The Integrated Safety Response framework sees government and non-government agencies working together to support victims of family violence – Police, CYF, Corrections, Health, specialist family violence groups and kaupapa Maori services.
Waikato is the second pilot site for the programme and launched in October last year. The first pilot site, Christchurch, launched in July 2016. Both sites have government support in the form of $1.4 million in funding from the Justice Sector Fund.
Last week the government also announced $1.1 million of funding to provide short-term housing for perpetrators of family violence in Hamilton and Christchurch to ensure victims are kept safe and are able to stay in their own homes.
As part of the Integrated Safety Response framework, Waikato Women’s Refuge oversees a small group of Independent Victim Specialists whose role is to be a voice for victims of family violence and advocate for their best interests to the other agencies in the programme.
Rolina Karapu, Waikato Women’s Refuge’s Crisis and Community Service Manager, supports and manages the network of victim specialists and says they are critical to helping the Integrated Safety Response framework achieve its purpose.
“Too often we hear from our families and whānau the bad experiences they have had with statutory agencies in the past; they feel like the system has let them down.
“The importance of our role is that we can come in and help break down those barriers between whānau and statutory agencies by advocating explicitly for the needs of whānau.”
Ms Karapu says the most important aspect of their job is that they validate the experiences of victims.
“We listen to their story and we listen to what their needs are, and we follow through on addressing those needs. We do what we say we will, and in doing that we build trust with whānau and victims of family violence.”

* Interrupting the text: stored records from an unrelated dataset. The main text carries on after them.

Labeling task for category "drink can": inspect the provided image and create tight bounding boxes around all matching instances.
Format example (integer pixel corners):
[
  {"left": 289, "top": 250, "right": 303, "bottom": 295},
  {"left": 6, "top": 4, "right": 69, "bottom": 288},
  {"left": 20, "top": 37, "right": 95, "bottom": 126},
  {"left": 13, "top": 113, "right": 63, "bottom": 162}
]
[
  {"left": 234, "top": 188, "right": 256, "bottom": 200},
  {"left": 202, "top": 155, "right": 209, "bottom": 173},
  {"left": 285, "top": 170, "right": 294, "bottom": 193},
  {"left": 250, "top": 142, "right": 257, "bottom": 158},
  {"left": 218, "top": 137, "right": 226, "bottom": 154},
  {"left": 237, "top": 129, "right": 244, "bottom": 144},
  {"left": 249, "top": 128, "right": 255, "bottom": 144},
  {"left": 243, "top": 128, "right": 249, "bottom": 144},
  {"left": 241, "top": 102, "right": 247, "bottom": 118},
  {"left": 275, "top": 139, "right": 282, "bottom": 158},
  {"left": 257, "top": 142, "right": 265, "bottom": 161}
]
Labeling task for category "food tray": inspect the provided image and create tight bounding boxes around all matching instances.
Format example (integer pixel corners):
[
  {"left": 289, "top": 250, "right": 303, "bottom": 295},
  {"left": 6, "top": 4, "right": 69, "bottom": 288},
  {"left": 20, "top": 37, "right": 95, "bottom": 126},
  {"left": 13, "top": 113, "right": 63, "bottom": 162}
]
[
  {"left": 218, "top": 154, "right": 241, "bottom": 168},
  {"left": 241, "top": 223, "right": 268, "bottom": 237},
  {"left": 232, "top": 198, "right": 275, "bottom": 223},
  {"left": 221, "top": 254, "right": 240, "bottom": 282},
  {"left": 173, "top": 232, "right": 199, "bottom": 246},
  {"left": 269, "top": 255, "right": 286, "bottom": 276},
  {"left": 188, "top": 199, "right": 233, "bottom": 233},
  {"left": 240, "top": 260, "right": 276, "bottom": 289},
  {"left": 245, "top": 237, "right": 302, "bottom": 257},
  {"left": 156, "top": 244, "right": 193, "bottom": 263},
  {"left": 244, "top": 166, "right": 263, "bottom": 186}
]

She says the front-line nature of their work gives them valuable knowledge to put on the table so that everyone involved can plan an effective response to a violent whānau situation.
There are also independent victim specialists in Thames, Tokoroa and Waitomo. The Integrated Safety Response framework works right across the wider Waikato region and is overseen by the Ministerial Group on Family Violence and Sexual Violence.
In March, Justice Minister Amy Adams said the ISR pilot had helped over 24,000 people through the development of more than 8,000 family safety plans between July 2016 and February 2017; 776 cases per month in Christchurch and 951 per month in Waikato. She said the pilot programme was making a difference and had prevented cases where serious harm or death could have occurred, due to information sharing and inter-agency collaboration.
The ISR is expected to replace existing models of inter-agency family violence response.
Waikato Women’s Refuge – Te Whakaruruhau
Waikato Women’s Refuge – Te Whakaruruhau was established in 1986 by a group of local Māori women. It’s grown from a one-bedroom flat into six safe houses across Hamilton City and provides 24/7 crisis services as well as working with families to create long-term change in domestic violence. The Waikato Women’s Refuge takes an integrated approach to family violence working with a variety of agencies, but it is not connected with the national women’s refuge collective.
Waikato Women’s Refuge helps about 4000 Waikato women a year escape violent and abusive relationships.